翌朝、みんなに報告するのは、少し気恥ずかしかった。
……この件に関しては、確かに俺が悩み過ぎてヘタレていたことは認めよう。
当日。美しく着飾った彼女を見世物にするのは気に入らないけれど、これも役目だしかたない。儀式を終えて馬車の上に立ち、リーラと二人で手を振りながら、そんなことだけを考える。この騒ぎでは、当分、落ち着いて生活することすら無理なんじゃないだろうか。
気疲れと今後のあれこれを考え、早くもうんざりし始めたところへ、不意にリーラが俺の腕を引いた。
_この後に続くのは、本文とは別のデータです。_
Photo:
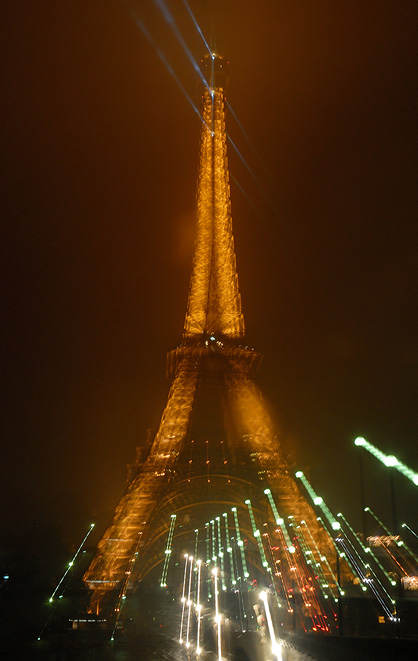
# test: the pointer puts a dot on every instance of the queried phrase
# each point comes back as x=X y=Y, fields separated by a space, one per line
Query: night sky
x=99 y=164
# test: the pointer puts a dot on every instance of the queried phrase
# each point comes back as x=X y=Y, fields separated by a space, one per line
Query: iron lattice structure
x=212 y=356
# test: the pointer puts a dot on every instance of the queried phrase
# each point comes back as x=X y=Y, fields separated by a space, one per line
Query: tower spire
x=214 y=303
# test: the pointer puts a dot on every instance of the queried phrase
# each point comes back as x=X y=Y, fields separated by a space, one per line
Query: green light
x=388 y=460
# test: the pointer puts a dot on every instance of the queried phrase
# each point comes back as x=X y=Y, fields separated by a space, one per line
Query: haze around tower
x=99 y=177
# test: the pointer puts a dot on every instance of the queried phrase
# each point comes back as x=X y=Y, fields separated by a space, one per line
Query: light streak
x=367 y=549
x=399 y=542
x=197 y=26
x=250 y=171
x=189 y=601
x=405 y=525
x=353 y=562
x=229 y=549
x=276 y=647
x=240 y=543
x=183 y=598
x=212 y=532
x=280 y=521
x=220 y=551
x=218 y=617
x=257 y=536
x=167 y=65
x=167 y=557
x=387 y=459
x=170 y=20
x=198 y=608
x=323 y=559
x=319 y=501
x=196 y=542
x=71 y=563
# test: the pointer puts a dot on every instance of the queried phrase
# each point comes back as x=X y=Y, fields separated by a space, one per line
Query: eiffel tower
x=213 y=393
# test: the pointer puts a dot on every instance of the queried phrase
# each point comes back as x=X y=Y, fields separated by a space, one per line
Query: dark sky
x=99 y=164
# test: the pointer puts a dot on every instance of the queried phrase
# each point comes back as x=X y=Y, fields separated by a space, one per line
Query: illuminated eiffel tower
x=212 y=370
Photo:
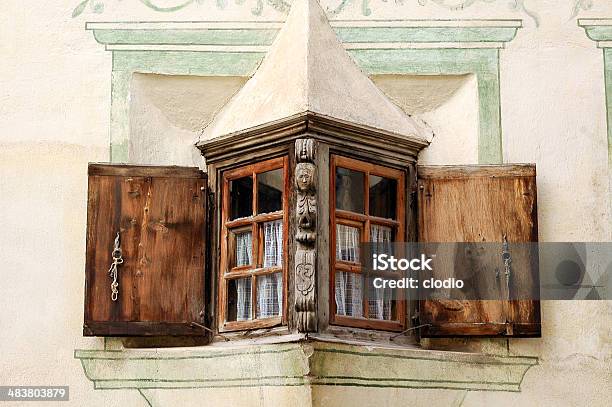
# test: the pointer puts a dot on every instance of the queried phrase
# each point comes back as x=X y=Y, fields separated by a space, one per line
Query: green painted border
x=439 y=47
x=600 y=30
x=308 y=363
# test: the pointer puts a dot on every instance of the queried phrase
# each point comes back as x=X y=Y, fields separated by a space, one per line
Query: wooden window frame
x=363 y=221
x=255 y=221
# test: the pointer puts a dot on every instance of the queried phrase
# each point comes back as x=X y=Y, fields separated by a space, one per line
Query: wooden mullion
x=364 y=223
x=384 y=222
x=332 y=240
x=254 y=223
x=348 y=267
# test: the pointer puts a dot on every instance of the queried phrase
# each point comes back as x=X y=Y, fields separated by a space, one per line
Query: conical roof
x=308 y=70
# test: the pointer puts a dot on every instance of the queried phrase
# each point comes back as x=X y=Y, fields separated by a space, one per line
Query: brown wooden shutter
x=160 y=215
x=481 y=204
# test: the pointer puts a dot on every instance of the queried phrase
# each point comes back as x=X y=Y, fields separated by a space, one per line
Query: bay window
x=253 y=246
x=367 y=205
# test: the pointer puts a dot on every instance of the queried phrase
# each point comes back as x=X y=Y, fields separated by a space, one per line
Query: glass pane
x=347 y=243
x=269 y=295
x=244 y=249
x=270 y=191
x=241 y=196
x=381 y=238
x=273 y=244
x=383 y=197
x=349 y=190
x=239 y=299
x=349 y=294
x=381 y=304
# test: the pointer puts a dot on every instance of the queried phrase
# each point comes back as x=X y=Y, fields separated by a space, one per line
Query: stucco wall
x=54 y=118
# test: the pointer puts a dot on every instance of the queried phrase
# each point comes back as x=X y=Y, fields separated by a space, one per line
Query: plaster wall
x=54 y=118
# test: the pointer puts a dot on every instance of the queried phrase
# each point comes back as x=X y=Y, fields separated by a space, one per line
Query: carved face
x=304 y=176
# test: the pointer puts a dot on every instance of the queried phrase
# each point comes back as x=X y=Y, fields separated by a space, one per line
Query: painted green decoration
x=302 y=364
x=334 y=8
x=600 y=30
x=408 y=47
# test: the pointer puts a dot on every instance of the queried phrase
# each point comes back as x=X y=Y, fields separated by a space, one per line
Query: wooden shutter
x=160 y=215
x=481 y=204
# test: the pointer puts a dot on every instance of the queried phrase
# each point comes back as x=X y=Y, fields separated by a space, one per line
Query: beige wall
x=54 y=118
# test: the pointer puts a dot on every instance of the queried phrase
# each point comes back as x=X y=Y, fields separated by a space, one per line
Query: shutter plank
x=481 y=204
x=161 y=215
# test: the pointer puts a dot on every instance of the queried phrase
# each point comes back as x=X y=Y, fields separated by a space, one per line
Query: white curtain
x=273 y=249
x=243 y=301
x=349 y=294
x=347 y=243
x=244 y=249
x=379 y=300
x=269 y=295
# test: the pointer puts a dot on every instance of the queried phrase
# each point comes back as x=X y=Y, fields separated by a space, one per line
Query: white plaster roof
x=307 y=69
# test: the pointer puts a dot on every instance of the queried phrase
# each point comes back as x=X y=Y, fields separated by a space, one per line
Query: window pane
x=269 y=295
x=241 y=196
x=381 y=304
x=273 y=244
x=347 y=243
x=349 y=190
x=244 y=249
x=270 y=191
x=239 y=299
x=383 y=197
x=381 y=238
x=349 y=294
にっこりと微笑み俺に寄り添うように身を寄せて、歓声を上げる沿道の人々にひらりと手を振る彼女は、さすが堂に入っている。
リーラは感心する俺の耳元に素早く口を寄せて囁いた。
「あのね、あたしの妖精の秘密の名は“マレイラ”っていうのよ」
──妖精は、自分の秘密の名を、心からの信頼と愛情を捧げた相手にしか伝えない。その話を聞いたのはいつだったろうか。
「リーラは、ほんとに人を驚かせてばかりだな……」
どうしてリーラはいつもいつもこういうタイミングを狙ってくるんだろう。そういう彼女が、愛しくてたまらない。
俺は彼女を抱き寄せ、口付けて、囁いた。
「リーラ、嬉しいよ。愛してる」
俺は、たぶん、一生リーラに敵わないんだろう。